The 2008 study found:
“Rather than improving motorist safety, red-light cameras significantly increase crashes and are a ticket to higher auto insurance premiums, researchers at the University of South Florida College of Public Health conclude. The effective remedy to red-light running uses engineering solutions to improve intersection safety, which is particularly important to Florida’s elderly drivers, the researchers recommend.
Instead, they increase crashes and injuries as drivers attempt to abruptly stop at camera intersections. If used in Florida, cameras could potentially create even worse outcomes due to the state’s high percent of elderly who are more likely to be injured or killed when a crash occurs.”

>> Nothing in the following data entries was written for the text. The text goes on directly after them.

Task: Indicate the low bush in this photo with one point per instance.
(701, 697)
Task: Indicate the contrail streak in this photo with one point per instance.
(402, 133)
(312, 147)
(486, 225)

“The rigorous studies clearly show red-light cameras don’t work,” said lead author Barbara Langland-Orban, professor and chair of health policy and management at the USF College of Public Health.
The 2011 study update states:
“It is important for the public at large and federal, state, and local officials to understand that motor vehicle safety is advanced through evidence-based methods. Attempts to generate revenue through traffic citations are directly contrary to public safety since infractions are increased by improper roadway engineering, creating hazards and expense for the public.”
The 2011 study update indicates that the media is complicit in promoting the positives of red light cameras and ignoring negatives. The 2011 study update noted:
“One journal reporter, who requested anonymity, revealed that the media can be a source of misinformation on RLCs. She disclosed that special interests that profit from cameras have threatened to reduce or withdraw their advertising revenues if the news is not reported that RLCs provide a safety benefit. The reporter explained that with such threats, journalistic ethics permit an editor to report the advertiser’s perspective if also disclosing the contrary assessment that RLCs pose a safety threat, leaving readers to form their own conclusion. However, she explained that not all editors abide by this principle, which is compounded by the many controversies surrounding RLCs. For example, a Florida newspaper reported that their local poll found support for RLCs. The second half of the article mentioned some of the concerns about RLCs, which included using them to generate revenue, failing to save lives, failing to significantly reduce crashes, and increasing rear-end crashes (Thalji, 2010).”
Cities and counties install red light cameras as a “hidden tax” on motorists. RLCs are a new revenue stream for government and those companies that produce RLCs according to the study:
Comprehensive studies from North Carolina, Virginia, and Ontario have all reported cameras are significantly associated with increases in crashes, as well as crashes involving injuries. The study by the Virginia Transportation Research Council also found that cameras were linked to increased crash costs.
Some studies that conclude cameras reduced crashes or injuries contained major “research design flaws,” such as incomplete data or inadequate analyses, and were conducted by researchers with links to the Insurance Institute for Highway Safety. The IIHS, funded by automobile insurance companies, is the leading advocate for red-light cameras.
The Florida legislature is considering HB 4011 which would repeal the use of red light cameras in the state.